First bottled in December 2020 and originally envisioned as a spring or summer drink, C. Cassis gained instant popularity in the middle of the first pandemic winter. The sipper/mixer is much less sweet than its syrupy grandad, Creme de Cassis. It’s just 16-percent ABV, so it’s light on the alcohol, and blends well with other spirits like gin or vodka. Petach says she likes it with a little bubbly and a squeeze of lemon, like a spritz.
When asked about being a woman in the business, Petach admits, “It can be exhausting to sit in this gender-niche anomaly space. How often do we say, ‘Look, it’s a male-owned company.’ It’s complex. Between [distilling’s] roots in early patriarchy and cultural judgment around women and drinking, it has taken a long time to course correct.”
Petach says she’s technically a “rectifier,” “which falls somewhere between distilling, wine-making and alchemy,” she says. “We blend and balance and lightly ferment.” They wanted a quick, fruit-to-bottle process, so their fresh-frozen method has become a part of production, just one experiment of many to find the balance in flavor, color, and alcohol content she was aiming for.

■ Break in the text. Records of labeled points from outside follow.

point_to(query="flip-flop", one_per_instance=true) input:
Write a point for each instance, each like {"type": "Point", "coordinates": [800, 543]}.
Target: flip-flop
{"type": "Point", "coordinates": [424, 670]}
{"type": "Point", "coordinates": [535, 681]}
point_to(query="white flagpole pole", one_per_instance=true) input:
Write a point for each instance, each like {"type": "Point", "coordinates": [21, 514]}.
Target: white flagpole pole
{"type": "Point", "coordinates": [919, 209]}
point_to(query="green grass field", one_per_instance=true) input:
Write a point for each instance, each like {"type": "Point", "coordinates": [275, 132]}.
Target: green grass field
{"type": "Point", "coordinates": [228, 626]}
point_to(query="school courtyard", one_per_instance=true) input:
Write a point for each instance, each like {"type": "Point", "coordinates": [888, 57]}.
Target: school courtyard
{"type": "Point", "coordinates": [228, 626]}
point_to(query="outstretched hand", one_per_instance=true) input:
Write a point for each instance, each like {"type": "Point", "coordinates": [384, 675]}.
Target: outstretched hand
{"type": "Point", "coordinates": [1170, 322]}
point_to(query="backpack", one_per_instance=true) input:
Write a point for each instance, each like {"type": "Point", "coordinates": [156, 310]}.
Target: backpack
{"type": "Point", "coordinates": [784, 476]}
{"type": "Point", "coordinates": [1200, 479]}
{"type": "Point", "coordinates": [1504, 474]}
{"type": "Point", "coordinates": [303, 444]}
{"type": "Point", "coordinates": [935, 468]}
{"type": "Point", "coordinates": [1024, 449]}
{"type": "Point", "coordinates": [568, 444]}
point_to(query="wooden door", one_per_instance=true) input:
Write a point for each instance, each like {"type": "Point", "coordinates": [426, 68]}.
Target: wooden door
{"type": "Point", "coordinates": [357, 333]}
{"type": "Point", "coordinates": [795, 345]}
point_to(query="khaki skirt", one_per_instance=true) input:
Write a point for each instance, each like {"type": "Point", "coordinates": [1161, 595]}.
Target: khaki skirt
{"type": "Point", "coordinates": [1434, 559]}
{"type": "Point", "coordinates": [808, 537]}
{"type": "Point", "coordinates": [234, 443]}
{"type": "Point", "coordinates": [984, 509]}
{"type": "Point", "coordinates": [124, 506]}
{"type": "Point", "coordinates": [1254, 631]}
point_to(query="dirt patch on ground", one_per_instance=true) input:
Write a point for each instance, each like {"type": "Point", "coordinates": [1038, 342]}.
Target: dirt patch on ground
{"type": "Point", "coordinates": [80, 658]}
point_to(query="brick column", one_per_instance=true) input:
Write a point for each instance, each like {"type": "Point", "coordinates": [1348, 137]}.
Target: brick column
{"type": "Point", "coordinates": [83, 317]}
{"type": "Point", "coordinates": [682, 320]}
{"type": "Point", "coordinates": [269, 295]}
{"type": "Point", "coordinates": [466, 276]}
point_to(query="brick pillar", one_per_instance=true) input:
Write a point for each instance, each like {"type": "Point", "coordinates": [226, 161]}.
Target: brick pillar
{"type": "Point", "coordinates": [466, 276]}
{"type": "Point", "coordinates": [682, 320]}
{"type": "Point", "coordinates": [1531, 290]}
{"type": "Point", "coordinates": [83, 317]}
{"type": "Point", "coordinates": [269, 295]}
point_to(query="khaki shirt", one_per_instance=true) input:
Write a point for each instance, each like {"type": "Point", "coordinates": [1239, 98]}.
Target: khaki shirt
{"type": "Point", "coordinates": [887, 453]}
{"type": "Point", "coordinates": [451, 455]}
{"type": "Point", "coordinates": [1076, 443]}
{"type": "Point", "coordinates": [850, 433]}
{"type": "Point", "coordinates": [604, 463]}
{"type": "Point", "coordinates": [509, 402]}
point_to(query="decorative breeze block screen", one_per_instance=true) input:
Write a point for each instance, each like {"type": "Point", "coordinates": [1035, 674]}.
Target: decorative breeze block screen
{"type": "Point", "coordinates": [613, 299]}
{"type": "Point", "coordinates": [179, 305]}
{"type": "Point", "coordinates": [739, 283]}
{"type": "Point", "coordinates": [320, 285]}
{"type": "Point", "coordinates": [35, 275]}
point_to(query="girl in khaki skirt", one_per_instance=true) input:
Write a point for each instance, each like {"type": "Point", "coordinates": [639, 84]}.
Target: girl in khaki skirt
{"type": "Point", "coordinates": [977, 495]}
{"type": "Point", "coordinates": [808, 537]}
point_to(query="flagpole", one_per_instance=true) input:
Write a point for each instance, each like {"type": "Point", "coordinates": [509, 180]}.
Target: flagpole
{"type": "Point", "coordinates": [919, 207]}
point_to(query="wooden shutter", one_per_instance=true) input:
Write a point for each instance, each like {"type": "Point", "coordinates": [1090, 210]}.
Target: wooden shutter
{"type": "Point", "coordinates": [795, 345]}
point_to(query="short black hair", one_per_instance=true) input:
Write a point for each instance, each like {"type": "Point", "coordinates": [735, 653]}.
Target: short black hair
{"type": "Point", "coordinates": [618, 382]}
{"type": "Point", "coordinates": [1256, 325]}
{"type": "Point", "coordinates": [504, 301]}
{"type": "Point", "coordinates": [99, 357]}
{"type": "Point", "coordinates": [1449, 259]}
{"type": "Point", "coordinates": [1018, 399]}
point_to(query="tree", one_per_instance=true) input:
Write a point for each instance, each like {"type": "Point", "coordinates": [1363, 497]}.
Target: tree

Currently playing with barrels that come its way, C. Cassis recently added to its light and bright signature version a whiskey barrel-aged iteration. Although the first bottle was certainly vibrant, and as Petach believes, will be the rage for spritzes all summer, the deeper, more textural edition was a personal favorite.
C. Cassis (and their popular, graphic merchandise) is sold online, but also at select liquor stores across the country. When I told Petach that my local liquor store didn’t carry it, she made a note and said, “I’ll call them tomorrow!”

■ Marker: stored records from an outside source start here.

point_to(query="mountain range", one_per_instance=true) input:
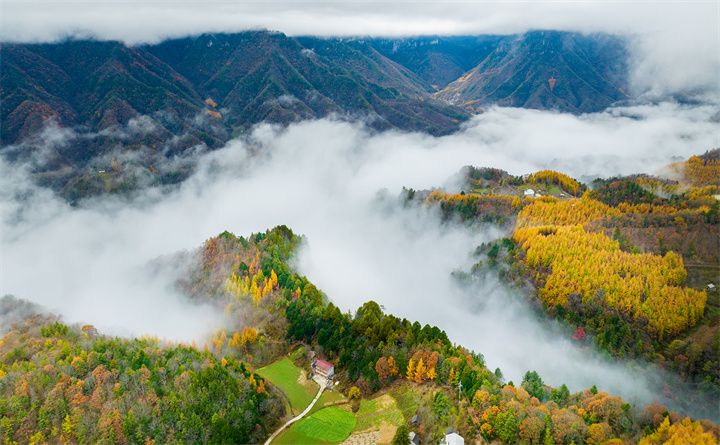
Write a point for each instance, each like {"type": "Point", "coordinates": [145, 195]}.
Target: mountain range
{"type": "Point", "coordinates": [160, 100]}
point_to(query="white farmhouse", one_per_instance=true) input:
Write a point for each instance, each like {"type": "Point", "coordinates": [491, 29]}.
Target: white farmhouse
{"type": "Point", "coordinates": [453, 439]}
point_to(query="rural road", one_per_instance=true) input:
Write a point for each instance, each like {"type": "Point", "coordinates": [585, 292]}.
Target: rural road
{"type": "Point", "coordinates": [298, 417]}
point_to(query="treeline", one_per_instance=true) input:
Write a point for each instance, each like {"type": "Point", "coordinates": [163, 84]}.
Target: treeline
{"type": "Point", "coordinates": [62, 384]}
{"type": "Point", "coordinates": [592, 267]}
{"type": "Point", "coordinates": [487, 208]}
{"type": "Point", "coordinates": [565, 182]}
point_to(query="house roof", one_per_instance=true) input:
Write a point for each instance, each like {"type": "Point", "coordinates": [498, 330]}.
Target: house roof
{"type": "Point", "coordinates": [454, 439]}
{"type": "Point", "coordinates": [322, 365]}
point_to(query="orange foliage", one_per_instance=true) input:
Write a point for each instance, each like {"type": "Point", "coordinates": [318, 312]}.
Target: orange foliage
{"type": "Point", "coordinates": [554, 177]}
{"type": "Point", "coordinates": [592, 265]}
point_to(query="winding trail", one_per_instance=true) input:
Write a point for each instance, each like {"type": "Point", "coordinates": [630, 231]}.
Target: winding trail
{"type": "Point", "coordinates": [298, 417]}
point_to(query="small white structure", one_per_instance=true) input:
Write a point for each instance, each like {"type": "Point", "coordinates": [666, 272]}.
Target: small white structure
{"type": "Point", "coordinates": [453, 439]}
{"type": "Point", "coordinates": [324, 369]}
{"type": "Point", "coordinates": [414, 438]}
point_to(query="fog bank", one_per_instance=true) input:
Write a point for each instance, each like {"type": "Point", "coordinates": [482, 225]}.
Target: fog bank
{"type": "Point", "coordinates": [337, 183]}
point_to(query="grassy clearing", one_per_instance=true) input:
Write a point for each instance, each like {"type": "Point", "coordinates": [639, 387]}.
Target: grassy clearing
{"type": "Point", "coordinates": [291, 381]}
{"type": "Point", "coordinates": [326, 426]}
{"type": "Point", "coordinates": [373, 413]}
{"type": "Point", "coordinates": [329, 398]}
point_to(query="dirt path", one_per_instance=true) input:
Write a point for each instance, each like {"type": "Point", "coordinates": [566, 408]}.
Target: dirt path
{"type": "Point", "coordinates": [298, 417]}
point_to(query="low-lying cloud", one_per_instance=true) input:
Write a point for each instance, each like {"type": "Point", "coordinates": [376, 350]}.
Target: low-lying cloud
{"type": "Point", "coordinates": [337, 183]}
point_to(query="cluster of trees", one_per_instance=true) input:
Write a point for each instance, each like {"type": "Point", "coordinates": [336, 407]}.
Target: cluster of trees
{"type": "Point", "coordinates": [251, 283]}
{"type": "Point", "coordinates": [59, 383]}
{"type": "Point", "coordinates": [498, 209]}
{"type": "Point", "coordinates": [572, 261]}
{"type": "Point", "coordinates": [701, 170]}
{"type": "Point", "coordinates": [552, 211]}
{"type": "Point", "coordinates": [624, 190]}
{"type": "Point", "coordinates": [562, 180]}
{"type": "Point", "coordinates": [373, 349]}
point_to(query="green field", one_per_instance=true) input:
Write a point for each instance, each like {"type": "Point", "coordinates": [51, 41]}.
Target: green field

Catskill Mountain Moonshine, SaugertiesYou’d swear you were in the South when sidling up to the bar, just six weeks old at time of print, but you’d actually be in downtown Saugerties. In what was previously a soda fountain, the long bar lends itself to a festive, communal space. “Just an hour before you showed up, women from a bachelorette party were dancing on the bar,” owner Allyson Barbaria says, proudly, of the Nashville-inspired bar and distillery, Catskill Mountain Moonshine. With cowboy hats along the walls, grain bags on the floor, and a clothesline of bras tagged with funny “pick-up” lines leading to the restrooms, Barbaria knows how to throw a party.
“For the last 29 years, my husband and I made cider and even tried our hand at wine. At the same time a friend of ours was trying his hand at distilling,” Barbaria says. After a 2019 visit to Tennessee, they fell in love with the family-get-together vibe they experienced in Nashville, and thought, “There must be a way to incorporate the two experiences together and create one unique atmosphere back home,” Barbaria says. After a decade in accounting and a dream to be her own boss, the possibility finally presented itself when a friend and former colleague bought the corner building that is now home to Catskill Mountain Moonshine. Being able to create distillates from all that is available locally is a big draw. “It’s amazing how much agriculture is available right here in the Hudson Valley, [but] it’s a challenge to divide the time between creating spirits and then creating an experience to offer patrons,” she says.
When asked about being an owner in the spirits business, Barbaria admits, “tenacious, professional women will always push forward and build equitable environments where they will thrive; this industry is a prime example of just that.”
Even those who are more recently starting in the business, like Meg Swett, assistant distiller of Coppersea Distilling in New Paltz, admits, “It is fascinating and rewarding work [and] the image of a rugged, strong, rebellious, cigar-smoking white man making moonshine or distilling…is a facade. While it holds some truth, it is only a piece of the ever-changing story. Whisky is adaptable to whoever drinks it and it is shaped by the current reality of those who enjoy its nature.”